Born in 1986, Maryam Abedi grew up in Tehran, Iran. After graduating from University of Tehran (2010), She moved to New York to continue her studies at The Graduate School of Figurative Arts of New York (2012). Besides being an artist, Maryam Abedi pursued an MA in museum studies from Tehran University of Art (2019). Her work has been regularly exhibited in Iran, the United States and Europe, notably in Tehran, New York, Paris, Madrid and Leipzig.
Maryam Abedi's artworks:
Maryam Abedi’s work proceeds from various experiences of setting things side by side: arrays of canvas pieces; the tradition of figurative and abstract painting; “feminine” and “masculine”; artistic conventions; painting, sculpture, and installation art; and collage and assemblage.
Her personal style preserves and cherishes traditional achievements of painting, rendering them with reverent care and insight. Her allusion to the act of painting is also evident in her coloring technique: She supplements an abstract structure with textures and brush strokes of traditional figurative oil painting, thus bringing together painterly and minimal attitudes. The boundaries between categories of artistic conventions are blurred and discarded as a new approach emerges which is simultaneously modest and assertive. It evokes patchworks and suzanis on the one hand, and Baroque tones and hues on the other, thereby conjuring up humble needlework and grand historical art at the same time. All these can be placed together and produce novel patterns and significances by means of a method that seeks to provide ample opportunities to continue the ancient painting tradition through a reunion with another age-old tradition: carpet-making and its full internal vigor.

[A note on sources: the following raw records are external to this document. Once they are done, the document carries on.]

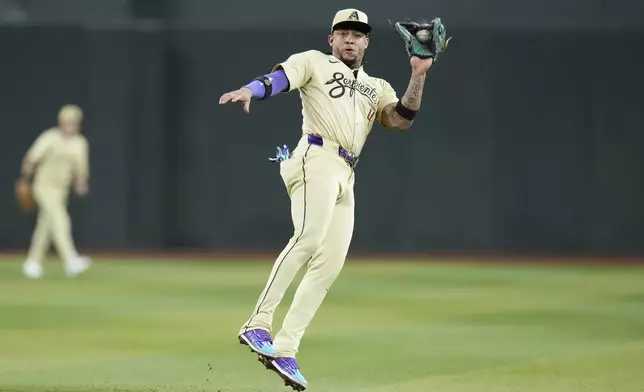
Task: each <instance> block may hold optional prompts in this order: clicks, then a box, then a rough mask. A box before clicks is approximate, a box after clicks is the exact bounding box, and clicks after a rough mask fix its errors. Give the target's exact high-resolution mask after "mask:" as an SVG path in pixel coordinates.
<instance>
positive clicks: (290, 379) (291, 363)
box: [266, 357, 308, 391]
mask: <svg viewBox="0 0 644 392" xmlns="http://www.w3.org/2000/svg"><path fill="white" fill-rule="evenodd" d="M266 366H267V367H268V368H269V369H271V370H273V371H274V372H275V373H277V374H278V375H279V376H280V377H282V379H283V380H284V385H286V386H287V387H291V388H293V390H295V391H303V390H305V389H306V387H307V385H308V382H307V381H306V379H305V378H304V376H302V373H300V367H299V366H298V364H297V361H296V360H295V358H286V357H281V358H275V359H273V360H272V361H270V363H268V364H266Z"/></svg>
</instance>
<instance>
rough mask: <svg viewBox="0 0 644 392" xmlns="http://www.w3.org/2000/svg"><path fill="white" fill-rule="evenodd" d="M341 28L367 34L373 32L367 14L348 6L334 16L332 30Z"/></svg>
mask: <svg viewBox="0 0 644 392" xmlns="http://www.w3.org/2000/svg"><path fill="white" fill-rule="evenodd" d="M339 28H345V29H350V30H356V31H359V32H361V33H365V34H369V33H370V32H371V26H370V25H369V18H367V14H365V13H364V12H362V11H360V10H357V9H355V8H347V9H344V10H340V11H338V12H336V14H335V18H333V24H332V25H331V31H333V30H336V29H339Z"/></svg>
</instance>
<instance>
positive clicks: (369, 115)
mask: <svg viewBox="0 0 644 392" xmlns="http://www.w3.org/2000/svg"><path fill="white" fill-rule="evenodd" d="M375 114H376V111H375V110H373V109H370V110H369V114H367V120H368V121H369V122H371V120H372V119H373V116H374V115H375Z"/></svg>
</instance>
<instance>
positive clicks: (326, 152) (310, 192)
mask: <svg viewBox="0 0 644 392" xmlns="http://www.w3.org/2000/svg"><path fill="white" fill-rule="evenodd" d="M280 172H281V176H282V179H283V181H284V184H285V185H286V189H287V192H288V195H289V197H290V199H291V216H292V219H293V227H294V234H293V237H291V239H290V241H289V242H288V244H287V246H286V247H285V248H284V250H283V251H282V253H281V254H280V255H279V257H278V258H277V260H276V261H275V264H274V266H273V269H272V271H271V274H270V276H269V278H268V282H267V283H266V286H265V288H264V290H263V291H262V293H261V294H260V297H259V300H258V302H257V305H256V307H255V310H254V311H253V314H252V316H251V318H250V319H249V320H248V321H247V322H246V324H245V325H244V326H243V327H242V329H241V333H243V332H245V331H247V330H249V329H254V328H260V329H264V330H267V331H271V328H272V323H273V315H274V313H275V309H276V308H277V306H278V305H279V303H280V302H281V300H282V298H283V297H284V293H285V292H286V290H287V289H288V287H289V286H290V284H291V283H292V281H293V279H294V278H295V275H296V274H297V272H298V271H299V269H300V268H302V266H303V265H304V264H306V263H308V268H307V271H306V273H305V275H304V277H303V279H302V282H301V283H300V285H299V287H298V288H297V291H296V292H295V297H294V299H293V303H292V305H291V308H290V309H289V311H288V313H287V314H286V317H285V319H284V323H283V326H282V329H281V330H280V331H279V333H277V335H275V339H274V347H275V349H276V350H277V354H278V356H280V357H295V354H296V353H297V351H298V347H299V344H300V340H301V339H302V336H303V335H304V331H305V330H306V328H307V326H308V325H309V323H310V322H311V320H312V319H313V316H314V315H315V313H316V312H317V310H318V308H319V307H320V305H321V304H322V301H323V300H324V297H325V296H326V294H327V291H328V290H329V288H330V287H331V285H332V284H333V282H334V281H335V279H336V278H337V276H338V275H339V274H340V271H341V270H342V267H343V265H344V261H345V258H346V256H347V252H348V250H349V245H350V243H351V237H352V235H353V224H354V204H355V203H354V194H353V184H354V180H355V176H354V172H353V169H352V168H351V167H349V165H347V163H346V162H345V161H344V160H343V159H342V158H340V156H339V155H338V145H337V144H333V143H331V142H329V141H327V140H325V141H324V146H317V145H310V144H308V141H307V140H306V137H303V138H302V140H301V141H300V143H299V145H298V146H297V148H296V149H295V150H294V151H293V156H292V157H291V158H290V159H288V160H286V161H284V162H282V163H281V170H280Z"/></svg>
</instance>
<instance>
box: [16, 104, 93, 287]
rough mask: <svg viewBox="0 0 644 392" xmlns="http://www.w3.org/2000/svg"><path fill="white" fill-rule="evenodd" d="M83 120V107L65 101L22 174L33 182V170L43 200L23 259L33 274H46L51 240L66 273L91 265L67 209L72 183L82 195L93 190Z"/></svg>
mask: <svg viewBox="0 0 644 392" xmlns="http://www.w3.org/2000/svg"><path fill="white" fill-rule="evenodd" d="M82 121H83V112H82V110H81V109H80V108H79V107H78V106H75V105H66V106H63V107H62V108H61V110H60V112H59V113H58V126H57V127H54V128H51V129H49V130H46V131H44V132H43V133H42V134H41V135H40V136H39V137H38V138H37V139H36V141H35V142H34V143H33V145H32V146H31V148H30V149H29V151H28V152H27V155H26V156H25V158H24V161H23V165H22V177H23V179H24V180H25V181H28V180H29V179H30V178H31V176H32V175H33V196H34V199H35V201H36V204H37V205H38V222H37V223H36V228H35V230H34V233H33V236H32V239H31V247H30V249H29V255H28V257H27V261H25V263H24V264H23V272H24V274H25V275H26V276H27V277H29V278H32V279H37V278H40V277H41V276H42V275H43V266H42V263H43V261H44V259H45V256H46V254H47V251H48V250H49V247H50V245H51V243H52V242H53V244H54V246H55V247H56V250H57V252H58V255H59V256H60V257H61V259H62V260H63V263H64V267H65V273H66V274H67V276H70V277H73V276H76V275H78V274H80V273H82V272H83V271H85V270H86V269H87V268H89V265H90V260H89V258H87V257H82V256H79V255H78V252H77V251H76V247H75V246H74V241H73V239H72V228H71V221H70V218H69V214H68V212H67V198H68V194H69V188H70V186H71V185H72V184H74V187H75V190H76V193H77V194H78V195H79V196H85V195H86V194H87V193H88V191H89V188H88V179H89V151H88V150H89V148H88V142H87V139H86V138H85V136H83V135H82V134H81V133H80V131H81V124H82Z"/></svg>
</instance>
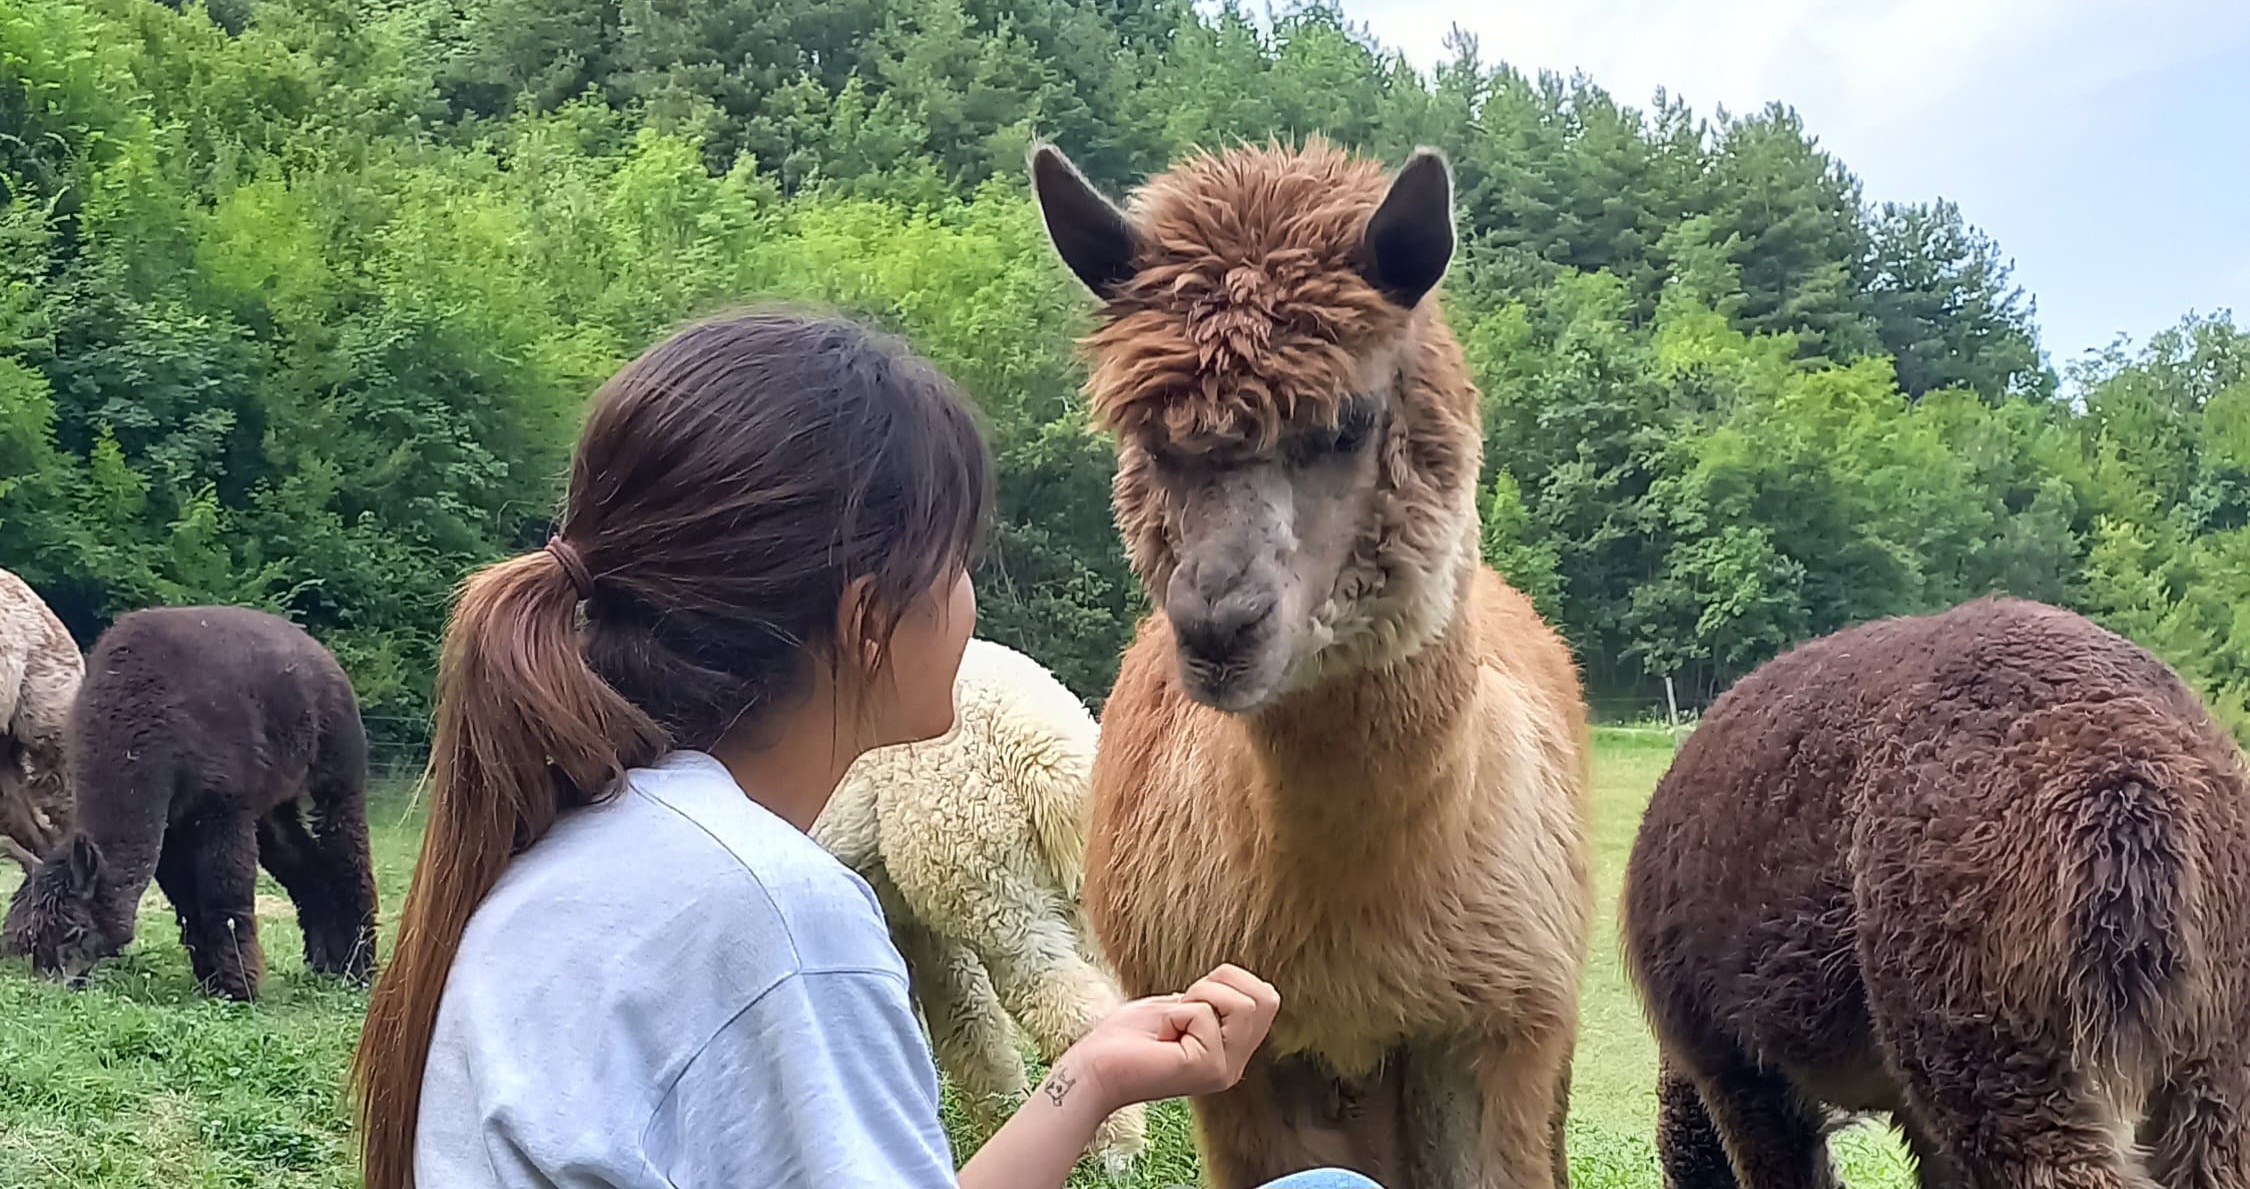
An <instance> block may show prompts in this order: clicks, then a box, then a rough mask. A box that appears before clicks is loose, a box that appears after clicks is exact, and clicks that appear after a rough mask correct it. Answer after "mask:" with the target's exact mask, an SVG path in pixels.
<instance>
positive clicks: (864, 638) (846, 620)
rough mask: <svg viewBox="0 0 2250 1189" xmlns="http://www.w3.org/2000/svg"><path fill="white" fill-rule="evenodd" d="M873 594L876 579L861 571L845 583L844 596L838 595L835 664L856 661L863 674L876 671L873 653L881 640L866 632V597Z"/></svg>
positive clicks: (866, 599)
mask: <svg viewBox="0 0 2250 1189" xmlns="http://www.w3.org/2000/svg"><path fill="white" fill-rule="evenodd" d="M873 597H875V579H871V576H866V574H859V576H857V579H853V581H850V583H846V585H844V597H841V599H837V664H839V667H844V664H855V667H857V669H855V671H857V676H862V678H866V676H873V673H875V655H877V651H880V642H875V640H871V637H868V635H866V628H868V610H871V608H868V599H873Z"/></svg>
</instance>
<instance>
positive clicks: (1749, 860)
mask: <svg viewBox="0 0 2250 1189" xmlns="http://www.w3.org/2000/svg"><path fill="white" fill-rule="evenodd" d="M2245 793H2250V779H2245V772H2243V757H2241V752H2239V750H2236V748H2234V743H2232V739H2227V736H2225V734H2223V732H2221V730H2218V727H2214V725H2212V721H2209V718H2207V714H2205V709H2203V705H2200V703H2198V700H2196V696H2194V694H2189V691H2187V687H2185V685H2180V678H2178V676H2176V673H2173V671H2171V669H2169V667H2164V664H2162V662H2160V660H2155V658H2153V655H2149V653H2146V651H2142V649H2137V646H2133V644H2131V642H2126V640H2122V637H2117V635H2110V633H2106V631H2101V628H2097V626H2095V624H2090V622H2086V619H2081V617H2077V615H2070V613H2065V610H2056V608H2050V606H2041V604H2025V601H2014V599H1982V601H1973V604H1966V606H1960V608H1955V610H1948V613H1944V615H1930V617H1915V619H1885V622H1876V624H1865V626H1861V628H1852V631H1845V633H1838V635H1829V637H1825V640H1816V642H1811V644H1804V646H1800V649H1795V651H1791V653H1786V655H1782V658H1777V660H1773V662H1768V664H1764V667H1759V669H1757V671H1755V673H1750V676H1748V678H1744V680H1741V682H1739V685H1735V689H1730V691H1728V694H1726V696H1723V698H1719V700H1717V703H1714V705H1712V709H1710V716H1708V718H1705V721H1703V725H1701V727H1699V730H1696V732H1694V736H1692V739H1690V741H1687V743H1685V745H1683V748H1681V754H1678V759H1676V761H1674V763H1672V770H1669V772H1665V779H1663V781H1660V784H1658V786H1656V797H1654V799H1651V802H1649V813H1647V820H1645V822H1642V826H1640V840H1638V842H1636V847H1633V858H1631V865H1629V869H1627V889H1624V937H1627V953H1629V964H1631V971H1633V977H1636V980H1638V982H1640V989H1642V993H1645V998H1647V1004H1649V1016H1651V1022H1654V1025H1656V1034H1658V1040H1660V1043H1663V1052H1665V1072H1663V1079H1660V1088H1658V1090H1660V1108H1663V1117H1660V1126H1658V1151H1660V1155H1663V1164H1665V1178H1667V1182H1669V1184H1674V1187H1676V1189H1699V1187H1728V1184H1744V1187H1748V1189H1800V1187H1822V1184H1831V1182H1834V1173H1831V1171H1829V1162H1827V1144H1825V1137H1822V1135H1825V1128H1827V1126H1829V1121H1831V1112H1876V1110H1883V1112H1890V1115H1892V1119H1894V1121H1897V1124H1899V1126H1901V1130H1903V1133H1906V1137H1908V1142H1910V1144H1912V1148H1915V1155H1917V1160H1919V1162H1921V1182H1924V1184H1971V1187H1980V1189H1998V1187H2025V1189H2032V1187H2036V1189H2065V1187H2068V1189H2079V1187H2083V1189H2095V1187H2099V1189H2113V1187H2149V1184H2164V1187H2173V1189H2189V1187H2196V1189H2203V1187H2214V1189H2216V1187H2243V1184H2250V1128H2245V1115H2243V1112H2245V1110H2250V912H2245V903H2250V802H2245Z"/></svg>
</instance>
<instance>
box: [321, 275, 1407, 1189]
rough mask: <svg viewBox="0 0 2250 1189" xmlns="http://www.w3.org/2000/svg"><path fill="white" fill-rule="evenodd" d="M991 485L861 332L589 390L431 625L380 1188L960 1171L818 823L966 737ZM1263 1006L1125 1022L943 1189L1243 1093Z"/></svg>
mask: <svg viewBox="0 0 2250 1189" xmlns="http://www.w3.org/2000/svg"><path fill="white" fill-rule="evenodd" d="M988 493H990V480H988V462H985V450H983V441H981V439H979V435H976V428H974V421H972V419H970V412H967V408H965V403H963V401H961V399H958V394H956V392H954V387H952V385H949V383H947V381H945V378H943V376H940V374H938V372H936V369H934V367H931V365H929V363H925V360H920V358H916V356H913V354H911V351H907V347H904V345H900V342H895V340H889V338H880V336H875V333H868V331H864V329H859V327H855V324H848V322H839V320H828V318H805V315H790V313H749V315H731V318H720V320H711V322H702V324H695V327H688V329H686V331H682V333H677V336H673V338H670V340H666V342H661V345H657V347H652V349H650V351H648V354H643V356H641V358H637V360H632V363H630V365H628V367H625V369H623V372H619V376H616V378H612V381H610V383H607V385H605V387H603V392H601V394H598V399H596V405H594V412H592V417H589V419H587V426H585V435H583V437H580V441H578V453H576V459H574V462H571V475H569V500H567V511H565V516H562V525H560V531H558V534H556V538H553V540H549V545H547V547H544V549H540V552H535V554H526V556H517V558H513V561H504V563H499V565H493V567H488V570H484V572H479V574H475V576H472V579H470V581H468V585H466V590H463V594H461V601H459V606H457V608H454V613H452V624H450V626H448V631H445V646H443V655H441V662H439V689H436V741H434V752H432V759H430V784H432V806H430V826H427V833H425V838H423V851H421V862H418V865H416V869H414V883H412V887H409V892H407V903H405V912H403V921H400V930H398V946H396V953H394V955H391V962H389V968H387V971H385V973H382V980H380V982H378V984H376V991H373V1000H371V1004H369V1011H367V1027H364V1031H362V1036H360V1052H358V1061H355V1065H353V1081H355V1090H358V1115H360V1126H362V1139H360V1142H362V1157H364V1173H367V1187H369V1189H407V1187H412V1184H421V1187H423V1189H479V1187H495V1189H497V1187H508V1189H515V1187H526V1189H529V1187H643V1184H646V1187H679V1189H704V1187H711V1189H718V1187H745V1189H794V1187H803V1189H862V1187H864V1189H877V1187H880V1189H891V1187H898V1189H922V1187H949V1184H956V1173H954V1166H952V1157H949V1151H947V1142H945V1133H943V1130H940V1126H938V1083H936V1065H934V1063H931V1058H929V1049H927V1043H925V1040H922V1034H920V1027H918V1022H916V1018H913V1007H911V1002H909V998H907V971H904V964H902V959H900V957H898V953H895V950H893V948H891V941H889V932H886V928H884V921H882V914H880V910H877V908H875V901H873V894H871V892H868V887H866V885H864V883H862V880H859V878H857V876H855V874H850V871H848V869H846V867H844V865H839V862H837V860H835V858H830V856H828V853H826V851H821V849H819V847H817V844H814V842H812V840H810V838H805V829H808V826H810V824H812V820H814V817H819V811H821V806H823V804H826V802H828V797H830V795H832V793H835V786H837V781H839V779H841V775H844V770H846V768H848V766H850V763H853V761H855V759H857V757H859V754H862V752H866V750H871V748H880V745H889V743H904V741H916V739H931V736H938V734H945V730H949V725H952V716H954V703H952V687H954V669H956V667H958V664H961V651H963V644H965V642H967V635H970V628H972V624H974V619H976V599H974V592H972V588H970V579H967V570H970V563H972V558H974V552H976V547H979V538H981V529H983V525H985V504H988V500H990V495H988ZM1278 1002H1280V1000H1278V995H1276V993H1273V989H1271V986H1267V984H1264V982H1260V980H1258V977H1253V975H1249V973H1244V971H1237V968H1231V966H1222V968H1217V971H1213V973H1210V975H1208V977H1206V980H1201V982H1197V984H1195V986H1188V989H1186V991H1181V993H1177V995H1161V998H1152V1000H1136V1002H1129V1004H1125V1007H1120V1009H1118V1011H1116V1013H1114V1016H1109V1018H1107V1020H1102V1022H1100V1025H1098V1027H1096V1029H1093V1031H1089V1034H1087V1036H1084V1040H1080V1043H1078V1045H1075V1047H1073V1049H1071V1052H1066V1054H1064V1056H1062V1061H1057V1063H1055V1067H1053V1072H1051V1074H1048V1079H1046V1083H1044V1085H1042V1088H1039V1092H1037V1094H1033V1097H1030V1101H1028V1103H1026V1106H1024V1108H1021V1110H1019V1112H1017V1115H1015V1119H1010V1121H1008V1124H1006V1126H1003V1128H1001V1130H999V1133H997V1135H994V1137H992V1139H990V1142H988V1144H985V1146H983V1151H979V1153H976V1157H974V1160H970V1164H967V1166H965V1169H961V1173H958V1184H961V1187H965V1189H992V1187H1010V1189H1048V1187H1060V1184H1062V1180H1064V1175H1066V1173H1069V1169H1071V1164H1073V1162H1075V1160H1078V1155H1080V1153H1082V1151H1084V1146H1087V1142H1089V1139H1091V1135H1093V1128H1096V1126H1098V1124H1100V1121H1102V1119H1105V1117H1107V1115H1109V1112H1111V1110H1116V1108H1120V1106H1125V1103H1134V1101H1150V1099H1161V1097H1177V1094H1208V1092H1217V1090H1224V1088H1228V1085H1233V1083H1235V1081H1237V1079H1240V1076H1242V1065H1244V1061H1246V1058H1249V1056H1251V1052H1253V1049H1255V1047H1258V1043H1260V1040H1262V1038H1264V1034H1267V1027H1269V1025H1271V1022H1273V1011H1276V1009H1278ZM1305 1184H1309V1182H1305ZM1318 1184H1366V1182H1361V1180H1357V1178H1350V1180H1318Z"/></svg>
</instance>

“In the Threads of Myths series, I explore the links between painting and environment it shares with visitors. The Threads of Myths. II attests to this idea by changing one of the painting’s expected parameters; it is no longer on the wall but on the floor. It is simultaneously object and painting. Like ancient architecture -as the title of the work implies- the role of painting and sculpture connected to it are blurred and interlaced with forms beyond what was expected of painting and sculpture.”